Documento senza titolo

Renno, Frazione di Pavullo nel Frignano
Giorgio Gherardini
Norcino e cacciatore  
Macellazione del maiale e preparazioni derivate – La caccia  

PARTE 2

Io ho sentito dire che in pianura, passando ai cotechini, li facevano anche con il fegato?
Giorgio: i cutghin con i fedag? io non ne ho mai sentito parlare. I fegatini da noi si usava, a volte io lo faccio ancora, si tiene la rete del maiale e poi si tagliano a pezzettini circa di 2-3 cm poi si condiscono con sale, pepe e spezie, quelle vanno un po’ a gusti. Poi la rete di maiale si bagna nell’acqua calda, si stende la rete, si mette un pezzettino… prima si passa tutto il fegato nel condimento, poi si prende il pezzettino di fegato, si stende sulla rete, si arrotola con una foglia di alloro ogni fegatino con uno stuzzicadenti, si ferma e poi si taglia.
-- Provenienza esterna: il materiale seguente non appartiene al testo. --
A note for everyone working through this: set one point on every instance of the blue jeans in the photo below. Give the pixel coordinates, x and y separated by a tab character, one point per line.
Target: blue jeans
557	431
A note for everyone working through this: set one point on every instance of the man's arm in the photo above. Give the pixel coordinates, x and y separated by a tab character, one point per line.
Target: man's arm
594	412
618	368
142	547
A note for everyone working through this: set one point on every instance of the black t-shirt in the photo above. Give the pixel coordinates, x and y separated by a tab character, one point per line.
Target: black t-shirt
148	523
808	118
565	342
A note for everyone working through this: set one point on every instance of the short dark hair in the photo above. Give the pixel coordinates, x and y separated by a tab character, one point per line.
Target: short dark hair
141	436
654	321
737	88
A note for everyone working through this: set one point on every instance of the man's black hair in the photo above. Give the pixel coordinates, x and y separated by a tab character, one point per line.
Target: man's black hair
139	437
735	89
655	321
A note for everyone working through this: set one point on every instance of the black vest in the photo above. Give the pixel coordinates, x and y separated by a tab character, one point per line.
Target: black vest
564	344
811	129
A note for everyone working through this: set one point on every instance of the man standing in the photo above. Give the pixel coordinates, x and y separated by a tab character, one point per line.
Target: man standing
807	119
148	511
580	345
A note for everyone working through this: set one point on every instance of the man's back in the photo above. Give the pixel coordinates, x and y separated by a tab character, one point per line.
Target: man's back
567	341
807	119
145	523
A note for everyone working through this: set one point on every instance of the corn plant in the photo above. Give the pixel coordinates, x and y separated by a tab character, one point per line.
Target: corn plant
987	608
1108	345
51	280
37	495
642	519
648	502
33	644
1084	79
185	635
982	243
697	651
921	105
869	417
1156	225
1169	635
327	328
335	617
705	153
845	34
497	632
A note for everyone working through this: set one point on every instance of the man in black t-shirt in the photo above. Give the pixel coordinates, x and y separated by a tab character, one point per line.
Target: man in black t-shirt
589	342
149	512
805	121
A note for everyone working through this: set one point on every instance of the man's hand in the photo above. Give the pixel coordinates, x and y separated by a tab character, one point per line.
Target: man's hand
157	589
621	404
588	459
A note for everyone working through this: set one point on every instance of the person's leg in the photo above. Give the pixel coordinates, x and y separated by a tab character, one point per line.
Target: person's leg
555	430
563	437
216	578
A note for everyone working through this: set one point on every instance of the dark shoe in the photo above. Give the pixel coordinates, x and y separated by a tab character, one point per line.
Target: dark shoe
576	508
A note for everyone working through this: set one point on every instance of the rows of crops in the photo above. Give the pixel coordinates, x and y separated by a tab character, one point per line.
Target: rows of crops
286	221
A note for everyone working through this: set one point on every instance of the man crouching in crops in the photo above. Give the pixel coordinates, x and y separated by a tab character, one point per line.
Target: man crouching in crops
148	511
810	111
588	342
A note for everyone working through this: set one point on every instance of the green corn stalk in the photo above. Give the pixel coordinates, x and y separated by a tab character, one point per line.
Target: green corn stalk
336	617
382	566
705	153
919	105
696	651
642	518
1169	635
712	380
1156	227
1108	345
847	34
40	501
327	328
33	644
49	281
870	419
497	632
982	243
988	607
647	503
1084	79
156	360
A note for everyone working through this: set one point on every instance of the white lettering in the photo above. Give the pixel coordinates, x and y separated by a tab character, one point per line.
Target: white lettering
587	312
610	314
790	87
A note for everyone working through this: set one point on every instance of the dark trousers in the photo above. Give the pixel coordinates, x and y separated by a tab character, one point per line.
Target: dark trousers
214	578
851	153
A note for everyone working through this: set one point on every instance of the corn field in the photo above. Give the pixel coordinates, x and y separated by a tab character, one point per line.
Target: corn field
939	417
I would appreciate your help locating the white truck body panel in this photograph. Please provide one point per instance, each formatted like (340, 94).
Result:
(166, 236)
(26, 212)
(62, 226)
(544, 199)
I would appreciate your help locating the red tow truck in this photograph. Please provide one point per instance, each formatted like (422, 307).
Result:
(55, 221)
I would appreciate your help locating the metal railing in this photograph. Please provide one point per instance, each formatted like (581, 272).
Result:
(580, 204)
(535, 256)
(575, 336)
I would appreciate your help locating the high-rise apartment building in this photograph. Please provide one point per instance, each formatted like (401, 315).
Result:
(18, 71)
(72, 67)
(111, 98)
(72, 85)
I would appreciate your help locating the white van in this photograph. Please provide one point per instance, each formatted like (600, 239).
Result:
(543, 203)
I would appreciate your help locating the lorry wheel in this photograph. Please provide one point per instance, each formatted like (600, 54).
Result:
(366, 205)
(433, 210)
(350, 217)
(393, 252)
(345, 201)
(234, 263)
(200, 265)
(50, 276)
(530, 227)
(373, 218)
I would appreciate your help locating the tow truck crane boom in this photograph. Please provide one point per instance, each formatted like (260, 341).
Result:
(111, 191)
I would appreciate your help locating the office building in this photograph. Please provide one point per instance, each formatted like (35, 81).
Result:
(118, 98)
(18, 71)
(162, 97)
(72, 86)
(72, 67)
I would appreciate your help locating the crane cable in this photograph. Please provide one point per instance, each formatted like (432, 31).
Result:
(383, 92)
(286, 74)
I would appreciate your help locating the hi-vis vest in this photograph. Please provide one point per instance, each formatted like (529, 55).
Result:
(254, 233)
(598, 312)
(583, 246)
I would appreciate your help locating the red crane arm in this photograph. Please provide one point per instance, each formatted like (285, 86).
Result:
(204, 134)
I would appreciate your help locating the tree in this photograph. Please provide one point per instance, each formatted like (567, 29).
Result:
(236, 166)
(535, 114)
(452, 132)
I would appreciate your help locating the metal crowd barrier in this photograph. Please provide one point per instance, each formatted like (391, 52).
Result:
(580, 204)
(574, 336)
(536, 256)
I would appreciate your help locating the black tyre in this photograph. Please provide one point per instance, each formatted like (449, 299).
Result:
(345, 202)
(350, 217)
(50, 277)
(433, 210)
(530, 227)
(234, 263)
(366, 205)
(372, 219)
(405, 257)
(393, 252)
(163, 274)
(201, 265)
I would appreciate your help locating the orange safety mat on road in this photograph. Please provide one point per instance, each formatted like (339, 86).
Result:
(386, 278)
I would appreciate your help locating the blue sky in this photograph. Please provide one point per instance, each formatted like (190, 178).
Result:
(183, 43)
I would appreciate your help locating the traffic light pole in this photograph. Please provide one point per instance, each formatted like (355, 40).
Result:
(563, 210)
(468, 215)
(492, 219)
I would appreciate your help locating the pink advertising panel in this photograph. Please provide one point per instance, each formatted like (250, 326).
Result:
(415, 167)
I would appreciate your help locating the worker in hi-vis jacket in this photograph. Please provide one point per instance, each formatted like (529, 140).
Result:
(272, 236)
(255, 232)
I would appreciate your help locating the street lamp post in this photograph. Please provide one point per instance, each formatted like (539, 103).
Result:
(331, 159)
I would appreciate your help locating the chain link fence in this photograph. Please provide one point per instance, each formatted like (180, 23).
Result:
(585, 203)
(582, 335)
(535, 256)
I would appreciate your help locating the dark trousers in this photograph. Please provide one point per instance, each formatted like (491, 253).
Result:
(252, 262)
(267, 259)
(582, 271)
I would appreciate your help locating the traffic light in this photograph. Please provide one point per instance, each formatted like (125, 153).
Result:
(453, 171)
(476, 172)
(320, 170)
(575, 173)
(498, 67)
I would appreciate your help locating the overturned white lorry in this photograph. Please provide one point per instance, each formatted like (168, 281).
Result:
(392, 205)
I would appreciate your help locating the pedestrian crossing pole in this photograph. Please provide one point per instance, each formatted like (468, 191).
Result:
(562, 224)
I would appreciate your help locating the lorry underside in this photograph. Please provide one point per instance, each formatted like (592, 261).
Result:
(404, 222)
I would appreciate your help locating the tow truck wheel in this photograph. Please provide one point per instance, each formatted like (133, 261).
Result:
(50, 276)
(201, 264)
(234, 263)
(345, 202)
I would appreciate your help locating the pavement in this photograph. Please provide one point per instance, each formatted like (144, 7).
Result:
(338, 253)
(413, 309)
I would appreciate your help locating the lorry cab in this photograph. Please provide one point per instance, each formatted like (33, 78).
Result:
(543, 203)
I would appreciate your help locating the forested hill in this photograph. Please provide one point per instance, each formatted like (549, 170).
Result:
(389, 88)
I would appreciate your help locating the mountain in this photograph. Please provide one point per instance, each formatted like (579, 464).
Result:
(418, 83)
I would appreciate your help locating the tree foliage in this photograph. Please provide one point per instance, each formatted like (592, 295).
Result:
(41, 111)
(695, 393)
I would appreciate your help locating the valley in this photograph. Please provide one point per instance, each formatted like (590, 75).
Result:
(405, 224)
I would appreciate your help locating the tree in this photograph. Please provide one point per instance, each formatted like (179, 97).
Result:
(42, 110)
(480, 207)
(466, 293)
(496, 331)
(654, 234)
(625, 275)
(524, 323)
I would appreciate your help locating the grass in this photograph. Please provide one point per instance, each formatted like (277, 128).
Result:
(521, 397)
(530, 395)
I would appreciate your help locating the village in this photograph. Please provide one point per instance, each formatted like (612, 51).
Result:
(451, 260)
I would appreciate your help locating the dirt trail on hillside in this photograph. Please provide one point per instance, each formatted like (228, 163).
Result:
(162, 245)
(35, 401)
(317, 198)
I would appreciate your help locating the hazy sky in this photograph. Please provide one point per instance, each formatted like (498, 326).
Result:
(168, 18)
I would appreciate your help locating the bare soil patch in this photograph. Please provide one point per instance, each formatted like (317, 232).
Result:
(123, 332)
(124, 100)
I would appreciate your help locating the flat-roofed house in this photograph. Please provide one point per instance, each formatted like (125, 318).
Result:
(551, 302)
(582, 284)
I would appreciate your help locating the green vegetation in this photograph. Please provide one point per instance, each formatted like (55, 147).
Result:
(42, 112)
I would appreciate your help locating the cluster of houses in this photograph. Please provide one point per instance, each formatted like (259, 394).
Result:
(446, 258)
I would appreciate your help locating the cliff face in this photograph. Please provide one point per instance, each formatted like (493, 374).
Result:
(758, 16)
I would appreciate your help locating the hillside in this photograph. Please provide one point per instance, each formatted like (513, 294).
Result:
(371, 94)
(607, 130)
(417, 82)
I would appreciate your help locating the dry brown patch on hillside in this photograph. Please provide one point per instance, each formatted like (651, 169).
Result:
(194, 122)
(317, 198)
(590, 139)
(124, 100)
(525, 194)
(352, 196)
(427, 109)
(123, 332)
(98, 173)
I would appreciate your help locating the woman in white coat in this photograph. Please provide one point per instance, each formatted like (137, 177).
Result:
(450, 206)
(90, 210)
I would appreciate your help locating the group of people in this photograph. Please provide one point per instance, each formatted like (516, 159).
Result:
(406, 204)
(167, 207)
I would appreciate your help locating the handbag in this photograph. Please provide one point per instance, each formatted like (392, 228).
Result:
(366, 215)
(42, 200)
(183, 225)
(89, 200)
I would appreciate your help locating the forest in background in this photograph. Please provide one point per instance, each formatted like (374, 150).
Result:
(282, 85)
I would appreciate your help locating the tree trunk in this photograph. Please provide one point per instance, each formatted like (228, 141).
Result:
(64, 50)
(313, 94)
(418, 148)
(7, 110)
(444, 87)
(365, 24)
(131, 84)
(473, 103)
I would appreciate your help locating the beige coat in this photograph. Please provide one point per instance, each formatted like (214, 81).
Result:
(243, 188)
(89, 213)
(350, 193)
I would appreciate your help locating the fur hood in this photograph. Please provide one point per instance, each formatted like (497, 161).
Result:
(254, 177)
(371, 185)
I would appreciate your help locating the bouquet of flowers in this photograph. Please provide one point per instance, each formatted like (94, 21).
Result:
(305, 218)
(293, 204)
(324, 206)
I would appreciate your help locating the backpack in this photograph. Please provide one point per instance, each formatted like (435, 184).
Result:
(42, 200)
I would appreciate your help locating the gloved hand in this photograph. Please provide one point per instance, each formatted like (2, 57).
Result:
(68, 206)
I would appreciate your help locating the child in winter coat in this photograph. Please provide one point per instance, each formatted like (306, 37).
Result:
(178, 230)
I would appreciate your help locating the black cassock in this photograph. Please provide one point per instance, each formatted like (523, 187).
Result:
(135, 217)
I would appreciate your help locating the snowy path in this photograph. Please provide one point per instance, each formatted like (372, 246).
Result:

Si mettono in un tegame, si lasciano lì una settimana in frigo naturalmente - allora il frigo non c’era e si mangiavano subito, comunque era inverno perché il maiale si ammazza quando è freddo - fatti alla griglia penso che siano una cosa favolosa, con la polenta sono davvero favolosi, si mangiavano anche con la polenta di castagno, ci si metteva anche un po’ di finocchina anche.
 Con le frattaglie invece del maiale cosa si faceva?
Giorgio: non è che ci fossero delle gran frattaglie, c’erano dei rognoni che una volta non li mangiava nessuno…
La trippa?
Giorgio: la trippa si metteva dentro la coppa d’estate.
 Cos’è la coppa d’estate?
Giorgio: è il capocollo.
 È il pezzo più alto del lombo, praticamente quello più vicino alla spalla. Ci sono cinque costole e poi si taglia, quella lì è il capocollo, si sala in un tegame con le solite spezie, io salo a peso così sono tranquillo che vanno bene, poi si lasciano lì quindici giorni. Dopo si arrotolano dentro allo stomaco, lo stomaco e l’ultima parte dell’intestino serve per rivestire il capocollo.
 La trippa invece?
Giorgio: la trippa è poi quella lì, il trippino del maiale è lo stomaco, in dialetto as ciama al cagiarat.
 Adesso Giorgio siamo passati a un’altra fase, qua vedo che ha un suo salame, che salame è questo qua?
Giorgio: questo è un alpino nostro, tipico delle nostre parti.
 Quanto l’ha fatto stagionare?
Giorgio: questo l’ho fatto il mese di dicembre, questo è stagionato in cantina dalla fine di dicembre a venire adesso quindi, cosa sono?… 8 mesi circa.
 Questo è il momento migliore per mangiare il salame?
Giorgio: sì, per il salame conta molto l’ambiente.
 Io ho mangiato dei salami che avevano più di un anno, ed erano molto buoni. Poi tanta gente fa il salame molto magro: il salame molto magro va mangiato nel giro di 4-5 mesi; se voi guardate questo, è un salame che ha una certa quantità di grasso però è sempre morbido e per far durare i salami vogliono fatti così, cioè vogliono fatti con un po’ di grasso.
 Dicevamo prima delle salsicce vostre di montagna, c’erano delle differenze con quelle preparate in pianura?
Giorgio: da qua, passato il fiume, ognuno ha un modo di fare la roba, dalla pianura a noi può variare il sale, più sale meno sale, più spezie meno spezie, però il modo diciamo era sempre lo stesso.
 Come si faceva la salsiccia?
Giorgio: la salsiccia? si metteva la budella dell’intestino tenue. Si infilava, la macchina ha l’imbuto, si infilava lì dentro, poi giravi e mentre spingeva avanti si tirava fuori, si forava con quelle forchette di ferro vecchie, poi si appendeva sulle stanghe di legno, si lasciava ad asciugare fino a che non era asciutta poi naturalmente si metteva in cantina, per farla appassire quando era asciutta. Ci voleva un ambiente un po’ umido perché facesse un po’ di muffa, perché se non faceva la muffa si seccava e faceva i buchi. I salami fanno i buchi, dicono: “il macellaio mi ha lasciato i buchi nel salame”. Non è vero, perché se uno mette il salame in un ambiente molto secco, la carne esterna si incrosta, attaccata alla budella. Quando la carne col tempo cala, perché la carne tende a calare, la budella ha la carne insaccata, non gli va più dentro e gli vengono i buchi.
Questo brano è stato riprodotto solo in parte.